- Flag Coat of arms
- Location within the voivodeship
- Coordinates (Kraków): 50°3′41″N 19°56′18″E﻿ / ﻿50.06139°N 19.93833°E
- Country: Poland
- Voivodeship: Lesser Poland
- Seat: Kraków
- Gminas: Total 17 Gmina Czernichów; Gmina Igołomia-Wawrzeńczyce; Gmina Iwanowice; Gmina Jerzmanowice-Przeginia; Gmina Kocmyrzów-Luborzyca; Gmina Krzeszowice; Gmina Liszki; Gmina Michałowice; Gmina Mogilany; Gmina Skała; Gmina Skawina; Gmina Słomniki; Gmina Sułoszowa; Gmina Świątniki Górne; Gmina Wielka Wieś; Gmina Zabierzów; Gmina Zielonki;

Area
- • Total: 1,229.62 km^{2} (474.76 sq mi)

Population (2019)
- • Total: 278,219
- • Density: 226.264/km^{2} (586.022/sq mi)
- • Urban: 44,926
- • Rural: 233,293
- Car plates: KRA
- Website: www.powiat.krakow.pl

= Kraków County =

Kraków County (powiat krakowski) is a unit of territorial administration and local government (powiat) in Lesser Poland Voivodeship, southern Poland. It came into being on January 1, 1999, as a result of the Polish local government reforms passed in 1998. Its administrative seat is the city of Kraków, although the city is not part of the county (it constitutes a separate city with powiat rights). The county contains five towns: Skawina, 12 km south-west of Kraków, Krzeszowice, 24 km west of Kraków, Słomniki, 24 km north-east of Kraków, Skała, 20 km north of Kraków, and Świątniki Górne, 15 km south of Kraków.

The county covers an area of 1229.62 km2. As of 2019 its total population is 278,219, out of which the population of Skawina is 24,340, that of Krzeszowice is 10,014, that of Słomniki is 4,343, that of Skała is 3,798, that of Świątniki Górne is 2,431, and the rural population is 233,293.

==Neighbouring counties==
Apart from the city of Kraków, Kraków County is also bordered by Miechów County to the north, Proszowice County and Bochnia County to the east, Wieliczka County to the south-east, Myślenice County to the south, Wadowice County and Chrzanów County to the west, and Olkusz County to the north-west.

==Administrative division==
The county is subdivided into 17 gminas (five urban-rural and 12 rural).

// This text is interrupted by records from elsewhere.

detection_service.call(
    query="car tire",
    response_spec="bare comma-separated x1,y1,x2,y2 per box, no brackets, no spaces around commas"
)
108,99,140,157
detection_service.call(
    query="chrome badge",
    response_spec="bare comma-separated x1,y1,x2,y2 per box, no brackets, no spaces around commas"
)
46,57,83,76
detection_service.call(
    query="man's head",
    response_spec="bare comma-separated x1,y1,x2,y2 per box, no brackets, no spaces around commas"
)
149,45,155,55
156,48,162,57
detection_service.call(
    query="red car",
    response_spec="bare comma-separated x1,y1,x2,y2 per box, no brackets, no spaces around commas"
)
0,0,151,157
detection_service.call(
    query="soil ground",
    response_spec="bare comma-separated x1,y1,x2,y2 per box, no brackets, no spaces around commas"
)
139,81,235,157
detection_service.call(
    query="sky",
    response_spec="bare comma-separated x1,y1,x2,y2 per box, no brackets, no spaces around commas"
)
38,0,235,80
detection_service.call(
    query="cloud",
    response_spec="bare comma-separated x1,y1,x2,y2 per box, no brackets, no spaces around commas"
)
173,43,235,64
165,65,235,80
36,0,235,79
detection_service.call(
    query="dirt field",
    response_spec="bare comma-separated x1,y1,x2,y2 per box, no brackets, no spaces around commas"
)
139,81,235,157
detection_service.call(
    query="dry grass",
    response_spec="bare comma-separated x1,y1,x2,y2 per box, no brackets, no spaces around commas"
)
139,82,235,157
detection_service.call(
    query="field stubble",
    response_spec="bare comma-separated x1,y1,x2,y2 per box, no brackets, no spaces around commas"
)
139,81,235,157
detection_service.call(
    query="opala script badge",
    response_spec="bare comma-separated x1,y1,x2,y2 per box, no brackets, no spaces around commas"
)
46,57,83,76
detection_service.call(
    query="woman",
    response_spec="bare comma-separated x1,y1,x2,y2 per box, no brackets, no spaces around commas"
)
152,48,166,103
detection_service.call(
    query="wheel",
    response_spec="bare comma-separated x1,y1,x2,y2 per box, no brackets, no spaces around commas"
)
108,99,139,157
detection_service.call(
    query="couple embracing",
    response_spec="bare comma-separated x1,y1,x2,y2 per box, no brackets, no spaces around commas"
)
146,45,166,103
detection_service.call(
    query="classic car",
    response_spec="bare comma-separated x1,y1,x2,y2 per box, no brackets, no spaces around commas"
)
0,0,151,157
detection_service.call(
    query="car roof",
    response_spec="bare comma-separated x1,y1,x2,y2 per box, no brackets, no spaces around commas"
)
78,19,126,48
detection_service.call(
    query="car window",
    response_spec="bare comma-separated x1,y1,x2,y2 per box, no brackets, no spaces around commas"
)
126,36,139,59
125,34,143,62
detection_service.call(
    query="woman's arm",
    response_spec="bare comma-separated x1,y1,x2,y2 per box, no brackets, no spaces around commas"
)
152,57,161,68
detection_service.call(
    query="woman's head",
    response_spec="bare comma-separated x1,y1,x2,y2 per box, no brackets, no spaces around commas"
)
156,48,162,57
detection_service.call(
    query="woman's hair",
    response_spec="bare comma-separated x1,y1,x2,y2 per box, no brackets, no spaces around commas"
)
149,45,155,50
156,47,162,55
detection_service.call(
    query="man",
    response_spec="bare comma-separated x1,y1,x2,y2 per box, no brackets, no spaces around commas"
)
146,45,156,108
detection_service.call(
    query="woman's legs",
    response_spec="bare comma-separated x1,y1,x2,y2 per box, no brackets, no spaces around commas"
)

These are listed in the following table, in descending order of population.

| Gmina | Type | Area (km^{2}) | Population (2019) | Seat |
|---|---|---|---|---|
| Gmina Skawina | urban-rural | 100.2 | 43,554 | Skawina |
| Gmina Krzeszowice | urban-rural | 139.4 | 32,126 | Krzeszowice |
| Gmina Zabierzów | rural | 99.6 | 26,622 | Zabierzów |
| Gmina Zielonki | rural | 48.4 | 22,856 | Zielonki |
| Gmina Liszki | rural | 72.0 | 17,369 | Liszki |
| Gmina Kocmyrzów-Luborzyca | rural | 82.5 | 15,709 | Luborzyca |
| Gmina Czernichów | rural | 83.8 | 14,598 | Czernichów |
| Gmina Mogilany | rural | 43.6 | 14,110 | Mogilany |
| Gmina Słomniki | urban-rural | 111.4 | 13,692 | Słomniki |
| Gmina Wielka Wieś | rural | 48.1 | 12,533 | Wielka Wieś |
| Gmina Jerzmanowice-Przeginia | rural | 68.4 | 10,976 | Jerzmanowice |
| Gmina Michałowice | rural | 51.3 | 10,641 | Michałowice |
| Gmina Skała | urban-rural | 74.3 | 10,580 | Skała |
| Gmina Świątniki Górne | urban-rural | 20.2 | 10,155 | Świątniki Górne |
| Gmina Iwanowice | rural | 70.6 | 9,133 | Iwanowice |
| Gmina Igołomia-Wawrzeńczyce | rural | 62.6 | 7,721 | Wawrzeńczyce |
| Gmina Sułoszowa | rural | 53.4 | 5,844 | Sułoszowa |

==Symbols==
Kraków's county's symbols can be blazoned as follows:

Coat of arms:
A traditional Iberian shield gules, an eagle head argent erased beaked, langued and crowned Or.

Flag:
Per fess argent and gules, a narrow fess Or, overall and occupying 3/5 of the flag's height the county's coat of arms.